The Corner

David Rieff Overheats

David Rieff writes: “Despite the irate denials on conservative websites (as usual, National Review Online, with the honorable exception of Heather Mac Donald, made this case with particularly breathtaking dishonesty), there is really no doubt that the apocalyptic rhetoric that is the common currency of the Becks, Palins, Limbaughs, and worse has the potential to make unstable people murderous.” Examples adduced of dishonesty: zero. (If I wanted to nitpick–and why not?–I’d also note that he offers no examples of anyone’s denying that apocalyptic rhetoric has “the potential to make unstable people murderous,” which is nearly an unfalsifiable statement.)

Rieff continues, “[Rich Lowry] may choose to pretend that Americans have always used martial language in politics, and that ‘no one ever [sic] before has ever thought it constitutes incitement.’ But this is quite simply a lie: Ask the Secret Service, which takes such threatening speech extremely seriously.” The typo was unfortunate, but it’s rather a larger error to treat an unsigned editorial as though it were one of Rich’s columns.

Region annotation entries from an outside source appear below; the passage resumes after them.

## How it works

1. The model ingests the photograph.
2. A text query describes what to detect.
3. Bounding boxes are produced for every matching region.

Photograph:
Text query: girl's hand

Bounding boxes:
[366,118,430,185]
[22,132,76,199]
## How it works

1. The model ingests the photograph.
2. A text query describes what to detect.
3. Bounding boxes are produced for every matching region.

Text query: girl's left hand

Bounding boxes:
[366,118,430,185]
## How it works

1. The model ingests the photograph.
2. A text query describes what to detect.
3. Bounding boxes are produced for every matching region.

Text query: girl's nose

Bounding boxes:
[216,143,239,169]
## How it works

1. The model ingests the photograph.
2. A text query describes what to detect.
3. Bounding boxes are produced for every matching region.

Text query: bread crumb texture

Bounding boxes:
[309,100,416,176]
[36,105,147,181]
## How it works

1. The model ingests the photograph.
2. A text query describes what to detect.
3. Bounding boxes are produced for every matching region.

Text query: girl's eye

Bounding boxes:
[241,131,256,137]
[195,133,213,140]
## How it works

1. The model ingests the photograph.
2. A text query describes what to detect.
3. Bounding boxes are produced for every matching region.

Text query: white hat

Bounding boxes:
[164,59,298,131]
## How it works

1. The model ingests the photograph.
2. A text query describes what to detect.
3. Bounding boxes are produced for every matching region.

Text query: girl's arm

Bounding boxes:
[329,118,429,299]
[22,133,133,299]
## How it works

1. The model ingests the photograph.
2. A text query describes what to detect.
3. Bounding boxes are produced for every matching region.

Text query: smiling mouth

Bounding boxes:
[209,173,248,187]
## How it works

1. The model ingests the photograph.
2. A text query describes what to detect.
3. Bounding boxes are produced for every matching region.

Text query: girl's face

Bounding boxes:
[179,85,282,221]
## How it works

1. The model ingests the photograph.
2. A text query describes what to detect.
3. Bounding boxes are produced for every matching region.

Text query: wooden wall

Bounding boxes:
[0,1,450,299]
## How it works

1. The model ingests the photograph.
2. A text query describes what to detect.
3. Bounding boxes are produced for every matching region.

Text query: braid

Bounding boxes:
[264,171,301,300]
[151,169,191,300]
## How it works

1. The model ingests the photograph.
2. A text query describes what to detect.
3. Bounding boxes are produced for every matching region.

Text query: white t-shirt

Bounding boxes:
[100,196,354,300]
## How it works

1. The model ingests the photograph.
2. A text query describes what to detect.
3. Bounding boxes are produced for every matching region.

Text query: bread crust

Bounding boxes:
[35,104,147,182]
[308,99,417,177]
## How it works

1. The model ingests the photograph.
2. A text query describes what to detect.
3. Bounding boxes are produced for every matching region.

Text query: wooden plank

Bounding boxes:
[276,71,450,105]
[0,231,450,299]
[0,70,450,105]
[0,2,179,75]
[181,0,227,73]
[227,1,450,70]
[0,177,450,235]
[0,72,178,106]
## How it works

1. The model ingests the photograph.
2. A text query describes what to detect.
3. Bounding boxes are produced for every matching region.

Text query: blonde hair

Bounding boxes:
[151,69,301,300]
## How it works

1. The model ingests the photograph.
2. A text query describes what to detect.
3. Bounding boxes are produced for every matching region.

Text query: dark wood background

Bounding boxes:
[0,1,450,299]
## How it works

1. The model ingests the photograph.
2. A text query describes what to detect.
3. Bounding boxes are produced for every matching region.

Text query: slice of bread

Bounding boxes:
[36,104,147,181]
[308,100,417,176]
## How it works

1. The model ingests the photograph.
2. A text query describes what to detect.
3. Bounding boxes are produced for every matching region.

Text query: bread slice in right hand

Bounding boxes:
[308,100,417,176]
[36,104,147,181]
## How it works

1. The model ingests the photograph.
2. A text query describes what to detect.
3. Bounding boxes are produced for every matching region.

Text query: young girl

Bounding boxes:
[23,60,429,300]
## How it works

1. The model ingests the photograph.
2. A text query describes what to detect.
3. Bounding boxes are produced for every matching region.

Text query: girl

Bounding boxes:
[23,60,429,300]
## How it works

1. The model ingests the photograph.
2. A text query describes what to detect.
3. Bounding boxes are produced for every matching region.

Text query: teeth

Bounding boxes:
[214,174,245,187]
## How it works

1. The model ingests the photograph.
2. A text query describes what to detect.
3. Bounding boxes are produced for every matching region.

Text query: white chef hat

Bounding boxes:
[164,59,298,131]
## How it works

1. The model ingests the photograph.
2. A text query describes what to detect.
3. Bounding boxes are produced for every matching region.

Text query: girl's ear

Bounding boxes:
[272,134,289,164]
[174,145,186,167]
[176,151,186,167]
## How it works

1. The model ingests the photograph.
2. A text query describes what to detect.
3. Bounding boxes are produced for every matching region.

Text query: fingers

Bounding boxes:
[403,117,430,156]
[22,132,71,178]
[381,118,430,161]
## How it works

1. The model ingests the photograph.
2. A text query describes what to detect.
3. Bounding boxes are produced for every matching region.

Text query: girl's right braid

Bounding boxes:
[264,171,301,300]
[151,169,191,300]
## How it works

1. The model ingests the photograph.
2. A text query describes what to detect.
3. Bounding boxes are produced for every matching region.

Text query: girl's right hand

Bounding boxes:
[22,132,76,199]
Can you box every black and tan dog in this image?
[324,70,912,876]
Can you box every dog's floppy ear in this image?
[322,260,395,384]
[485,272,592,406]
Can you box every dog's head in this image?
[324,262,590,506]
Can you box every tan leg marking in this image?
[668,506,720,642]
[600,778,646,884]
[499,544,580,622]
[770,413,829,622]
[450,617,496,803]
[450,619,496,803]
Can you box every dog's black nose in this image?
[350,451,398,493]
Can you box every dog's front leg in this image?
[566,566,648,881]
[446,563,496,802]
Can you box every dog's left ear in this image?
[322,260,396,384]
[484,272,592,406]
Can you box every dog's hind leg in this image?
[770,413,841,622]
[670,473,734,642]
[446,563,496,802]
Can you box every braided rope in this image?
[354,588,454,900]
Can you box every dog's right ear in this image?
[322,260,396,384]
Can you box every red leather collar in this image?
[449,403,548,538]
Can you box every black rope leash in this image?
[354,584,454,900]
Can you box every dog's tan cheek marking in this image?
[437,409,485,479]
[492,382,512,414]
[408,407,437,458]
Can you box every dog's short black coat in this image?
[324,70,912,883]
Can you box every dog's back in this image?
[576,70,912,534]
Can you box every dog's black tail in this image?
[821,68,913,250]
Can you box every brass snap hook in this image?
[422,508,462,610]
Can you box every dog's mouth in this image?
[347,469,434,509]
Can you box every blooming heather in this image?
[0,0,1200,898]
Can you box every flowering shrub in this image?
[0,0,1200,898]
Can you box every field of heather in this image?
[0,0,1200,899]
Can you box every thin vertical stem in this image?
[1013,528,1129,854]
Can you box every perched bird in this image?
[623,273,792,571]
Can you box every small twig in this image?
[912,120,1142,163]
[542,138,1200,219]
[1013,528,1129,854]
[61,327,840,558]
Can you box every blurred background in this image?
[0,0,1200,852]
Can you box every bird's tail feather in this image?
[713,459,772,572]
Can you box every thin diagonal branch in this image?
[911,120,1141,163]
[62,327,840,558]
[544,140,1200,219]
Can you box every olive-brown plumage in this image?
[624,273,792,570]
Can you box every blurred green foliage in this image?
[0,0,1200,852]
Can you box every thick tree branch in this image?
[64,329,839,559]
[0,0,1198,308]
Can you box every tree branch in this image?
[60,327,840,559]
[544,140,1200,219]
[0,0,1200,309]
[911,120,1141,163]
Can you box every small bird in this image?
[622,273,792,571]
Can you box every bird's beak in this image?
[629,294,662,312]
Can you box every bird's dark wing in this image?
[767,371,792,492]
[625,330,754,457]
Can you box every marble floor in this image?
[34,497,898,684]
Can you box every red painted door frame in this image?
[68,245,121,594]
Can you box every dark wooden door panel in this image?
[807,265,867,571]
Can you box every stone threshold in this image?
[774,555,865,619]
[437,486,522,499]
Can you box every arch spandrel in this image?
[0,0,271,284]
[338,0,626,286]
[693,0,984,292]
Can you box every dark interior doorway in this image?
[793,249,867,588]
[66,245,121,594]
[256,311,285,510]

Anyway: 1) Rieff offers no evidence at all that the editorial’s claim is untrue, let alone that NR knew it to be false and uttered it anyway. 2) I am pretty sure that if either Rieff or I asked anyone at the Secret Service whether they took martial language of the type mentioned in the editorial “extremely seriously,” the answer would be no, possibly preceded by a chuckle. 3) Even if Rieff’s claim were true it would have no bearing on the editorial’s historical claim.

Rieff concludes that conservatives have either lost their minds or their honor. I conclude that people preaching about civility should demonstrate a modicum of it.